Mais l’inconnu, sans répondre, continua :

— Épuisés, décimés par sept heures de combat, nous luttons encore contre ces troupes fraîches… nous luttons jusqu’à l’agonie… nous luttons jusqu’à la mort… Et savez-vous, ajouta l’étranger avec une grande douleur, — savez-vous, vous autres, qui restiez paisibles ici, tandis que vos frères mouraient pour la liberté des Gaules, qui est la vôtre aussi… savez-vous combien il en a survécu ?… des soixante mille combattants de l’armée gauloise ? à cette bataille de la Sambre ?… Il en a survécu cinq cents !…

— Cinq cents !… — s’écria Joel d’un air de doute.

— Je le dis parce que je suis l’un de ceux-là qui ont survécu… répondit fièrement le voyageur.

— Ainsi, ces deux cicatrices récentes que tu portes au visage…

— Je les ai reçues à la bataille de la Sambre…

À ce moment du récit, on entendit au dehors de la maison les dogues de garde aboyer avec furie, pendant que l’on frappait de grands coups à la porte de la palissade. La famille du brenn, encore sous la triste impression des paroles du voyageur, se crut sur le point d’être attaquée : les femmes se levèrent, les petits enfants se jetèrent dans leurs bras, les hommes coururent aux armes suspendues à la muraille… Cependant, les dogues ayant cessé d’aboyer, quoique l’on heurtât toujours fortement, Joel dit à sa famille :

— Quoique l’on continue de frapper, les chiens n’aboient plus ; ils connaissent ceux qui frappent.

Et disant ces mots, le brenn sortit de sa maison : plusieurs des siens et l’inconnu le suivirent par prudence. La porte de la cour fut ouverte, et l’on entendit deux voix qui criaient de l’autre côté de la palissade :

— C’est nous, amis, c’est nous.. Albinik et Mikaël.

En effet, à la clarté de la lune on vit les deux fils du brenn, et derrière eux leurs chevaux essoufflés et blancs d’écume. Lorsqu’il eut embrassé tendrement ses enfants, surtout le marin, qui voyageait sur mer depuis près d’une année, Joel entra avec eux dans sa maison, où ils furent accueillis avec beaucoup de joie et de surprise par leur mère et par toute la famille.

Albinik, le marin, et Mikaël, l’armurier, étaient, comme leur père et leur frère, très-grands et très-robustes ; ils portaient, par-dessus leurs vêtements, un manteau à capuchon, en grosse étoffe de laine et ruisselant de pluie.
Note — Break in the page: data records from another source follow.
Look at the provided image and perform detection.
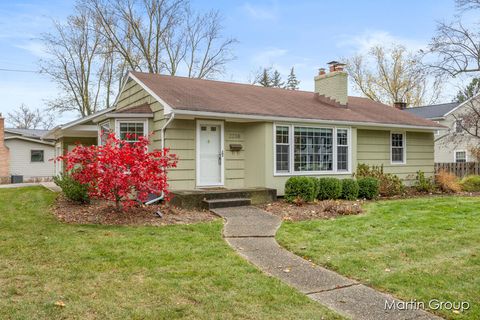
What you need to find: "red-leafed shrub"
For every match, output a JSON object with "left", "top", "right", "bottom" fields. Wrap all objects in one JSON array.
[{"left": 55, "top": 133, "right": 177, "bottom": 210}]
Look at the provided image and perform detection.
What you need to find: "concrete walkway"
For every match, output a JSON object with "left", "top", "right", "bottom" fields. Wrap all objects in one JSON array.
[
  {"left": 212, "top": 206, "right": 441, "bottom": 320},
  {"left": 0, "top": 182, "right": 62, "bottom": 192}
]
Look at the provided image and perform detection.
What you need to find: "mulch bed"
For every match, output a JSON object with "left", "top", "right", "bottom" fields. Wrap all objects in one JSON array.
[
  {"left": 53, "top": 195, "right": 217, "bottom": 226},
  {"left": 259, "top": 200, "right": 363, "bottom": 221}
]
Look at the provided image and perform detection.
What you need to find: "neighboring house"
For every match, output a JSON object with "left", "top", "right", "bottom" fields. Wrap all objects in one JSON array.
[
  {"left": 405, "top": 100, "right": 480, "bottom": 162},
  {"left": 0, "top": 119, "right": 54, "bottom": 183},
  {"left": 46, "top": 62, "right": 441, "bottom": 195}
]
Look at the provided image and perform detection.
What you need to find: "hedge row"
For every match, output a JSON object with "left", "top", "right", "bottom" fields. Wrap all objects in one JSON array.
[{"left": 284, "top": 177, "right": 379, "bottom": 202}]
À leur entrée dans la maison, et même avant d’aller embrasser leur mère, les deux nouveaux venus avaient approché leurs lèvres des sept petites branches de gui baignant dans la coupe de cuivre placée sur la grosse pierre. Là, ils avaient vu un corps inanimé à demi couvert de feuillages, auprès duquel se tenait toujours Julyan.
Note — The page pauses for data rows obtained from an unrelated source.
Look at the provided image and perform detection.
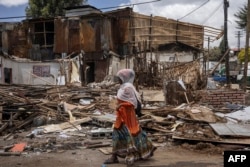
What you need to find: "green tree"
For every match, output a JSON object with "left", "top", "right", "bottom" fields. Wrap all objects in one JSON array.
[
  {"left": 238, "top": 48, "right": 250, "bottom": 62},
  {"left": 234, "top": 3, "right": 247, "bottom": 29},
  {"left": 25, "top": 0, "right": 87, "bottom": 18},
  {"left": 209, "top": 47, "right": 222, "bottom": 61}
]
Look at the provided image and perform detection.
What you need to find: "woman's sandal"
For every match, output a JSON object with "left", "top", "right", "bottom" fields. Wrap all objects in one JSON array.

— Bonsoir, Julyan, — lui dit Mikaël. — Qui donc est mort ici ?

— C’est Armel ; je l’ai tué ce soir en me battant au sabre avec lui par outre-vaillance, — répondit Julyan.— Mais comme nous nous sommes promis d’être saldunes, demain j’irai le rejoindre… ailleurs ; si tu le veux, je lui parlerai de toi ?

— Oui, oui, Julyan ; car j’aimais Armel, et je croyais le trouver vivant. J’ai dans mon sac, sur mon cheval, un petit fer de harpon, que j’ai forgé pour lui ; je le mettrai demain sur votre bûcher à tous deux…

— Et tu diras à Armel, — ajouta le marin en souriant, — qu’il s’en est allé trop tôt, car son ami Albinik et sa femme Méroë lui auraient raconté leur dernier voyage sur mer…

— C’est moi et Armel qui, à notre tour, aurons plus tard à t’en faire de beaux récits, Albinik, — reprit Julyan souriant avec confiance ; — car tes voyages sur mer ne seront rien auprès de ceux qui nous attendent dans ces mondes merveilleux que personne n’a vus et que tout le monde verra.

Lorsque les deux fils de Margarid eurent répondu aux tendresses de leur mère et de leur famille, le brenn dit au voyageur :

— Ami, ce sont mes deux enfants.

— Fassent les dieux que la précipitation de leur arrivée ici n’ait pas une cause mauvaise ! — répondit l’inconnu.

— Je dis comme notre hôte, mes fils, — reprit Joel, — que s’est-il passé, pour que vous veniez si tard et si pressés ? Heureux soit ton retour, Albinik ; mais je ne le croyais pas prochain ; où est donc ta gentille femme Méroë ?

— Je l’ai laissée à Vannes, mon père. Voilà ce qui s’est passé : Je revenais d’Espagne par le golfe de Gascogne, m’en allant en Angleterre ; le mauvais temps d’aujourd’hui m’a forcé d’entrer dans la rivière de Vannes. Mais, par Teutâtès, qui préside à tous les voyages sur terre et sur mer, ici-bas et ailleurs, je ne m’attendais pas… non, je ne m’attendais pas à voir ce que j’ai vu dans la ville. Aussi, laissant mon navire au port, à la garde de mes matelots sous la surveillance de ma femme, j’ai pris un cheval et galopé jusqu’à Auray ; la, j’ai dit la nouvelle à Mikaël, et nous sommes accourus ici afin de vous prévenir, mon père.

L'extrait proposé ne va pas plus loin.